New CIT Group Inc. CEO
by FinanceCookies - February 9th, 2010.Filed under: Uncategorized.
John Thain was declared the chief executive of CIT Group Inc. after a career as the chief of Merrill Lynch & Co. CIT Group Inc. is the commercial lender that fell to bankruptcy in December after searching for a replacement for four months.
Thain’s new position starts immediately at the CIT base in New York. John Thain will be filling the shoes of Jeffrey Peek, who was also an executive at Merrill Lynch.

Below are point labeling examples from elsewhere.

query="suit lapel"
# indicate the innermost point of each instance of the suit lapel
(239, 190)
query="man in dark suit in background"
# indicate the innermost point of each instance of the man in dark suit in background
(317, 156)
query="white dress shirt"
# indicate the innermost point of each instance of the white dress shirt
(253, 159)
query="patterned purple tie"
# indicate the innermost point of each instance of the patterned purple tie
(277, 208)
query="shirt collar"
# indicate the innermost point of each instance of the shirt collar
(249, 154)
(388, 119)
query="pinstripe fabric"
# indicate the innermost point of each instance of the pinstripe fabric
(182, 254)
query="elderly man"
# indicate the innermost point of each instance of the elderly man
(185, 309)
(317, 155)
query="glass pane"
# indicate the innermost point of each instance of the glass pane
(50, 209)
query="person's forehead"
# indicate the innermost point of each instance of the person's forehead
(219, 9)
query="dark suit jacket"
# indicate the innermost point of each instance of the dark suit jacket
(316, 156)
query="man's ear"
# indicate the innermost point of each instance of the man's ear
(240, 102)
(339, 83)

John Thain had been forced to give up his position at Merrill & Lynch following Bank of America’s purchase of Merrill & Lynch in 2008. Currently, CIT Group Inc. faces financial troubles due to subprime lending previous to bankruptcy.
CIT Group offers business loans to over 3,000 companies a major railcar leaser and aircraft financer in the United States. They employed 4,480 employees as of September which is tiny compared to Merrill & Lynch.

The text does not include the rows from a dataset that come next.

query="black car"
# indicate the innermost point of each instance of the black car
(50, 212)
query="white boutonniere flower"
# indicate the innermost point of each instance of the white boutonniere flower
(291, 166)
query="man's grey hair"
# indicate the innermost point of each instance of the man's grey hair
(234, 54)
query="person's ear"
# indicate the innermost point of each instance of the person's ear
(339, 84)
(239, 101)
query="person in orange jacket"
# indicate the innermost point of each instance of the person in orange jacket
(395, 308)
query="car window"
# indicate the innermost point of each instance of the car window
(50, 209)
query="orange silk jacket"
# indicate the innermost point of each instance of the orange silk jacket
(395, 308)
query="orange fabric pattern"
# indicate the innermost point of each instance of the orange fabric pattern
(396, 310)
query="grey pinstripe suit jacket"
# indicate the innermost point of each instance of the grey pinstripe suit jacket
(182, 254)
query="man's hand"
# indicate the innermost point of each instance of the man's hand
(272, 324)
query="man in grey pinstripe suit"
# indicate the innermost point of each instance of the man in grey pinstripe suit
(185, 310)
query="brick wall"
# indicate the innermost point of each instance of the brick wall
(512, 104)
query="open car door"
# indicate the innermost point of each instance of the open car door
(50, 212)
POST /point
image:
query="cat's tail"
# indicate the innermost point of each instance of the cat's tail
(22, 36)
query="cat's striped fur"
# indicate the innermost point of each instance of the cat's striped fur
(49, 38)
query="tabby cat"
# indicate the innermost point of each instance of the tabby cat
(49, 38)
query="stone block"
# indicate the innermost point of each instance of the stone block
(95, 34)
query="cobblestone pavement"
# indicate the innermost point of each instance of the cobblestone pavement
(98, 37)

Thain commented that, “This is a company that’s over 100 years old and its core business is lending to small- and medium-sized companies…If we’re going to get the U.S. economy to continue to grow, if we’re going to create jobs, then we need to have this kind of a company do well.”

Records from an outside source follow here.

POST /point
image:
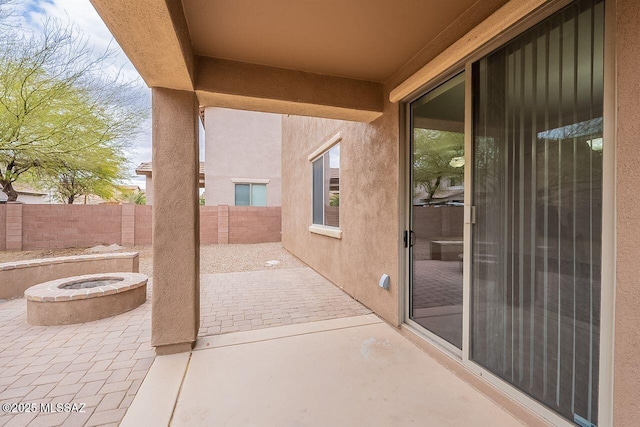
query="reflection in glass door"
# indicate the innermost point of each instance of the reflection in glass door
(538, 140)
(437, 182)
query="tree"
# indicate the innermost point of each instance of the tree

June 22nd, 2011 at 4:59 pm
I am tired and sick of hearing about the “economic recovery”. The Federal government borrowed and spent $6.1 trillion over the past 4 years to generate a cumulative $700B increase in the country’s Gross domestic product. That means we’ve borrowed and spent $8.70 for every $1 of nominal “growth” in GDP. In constant $, Gross domestic product is flat, we have no “growth” at all for the $6.1T. In constant dollars, the gross domestic product in 2011 might go back to the 2007 level, if the economy continues “growing” at the same rate reached in the first 90 days of 2011. If not, then the Gross Domestic Product will actually be lower than before recession levels. There is no economic recovery, the numbers prove it.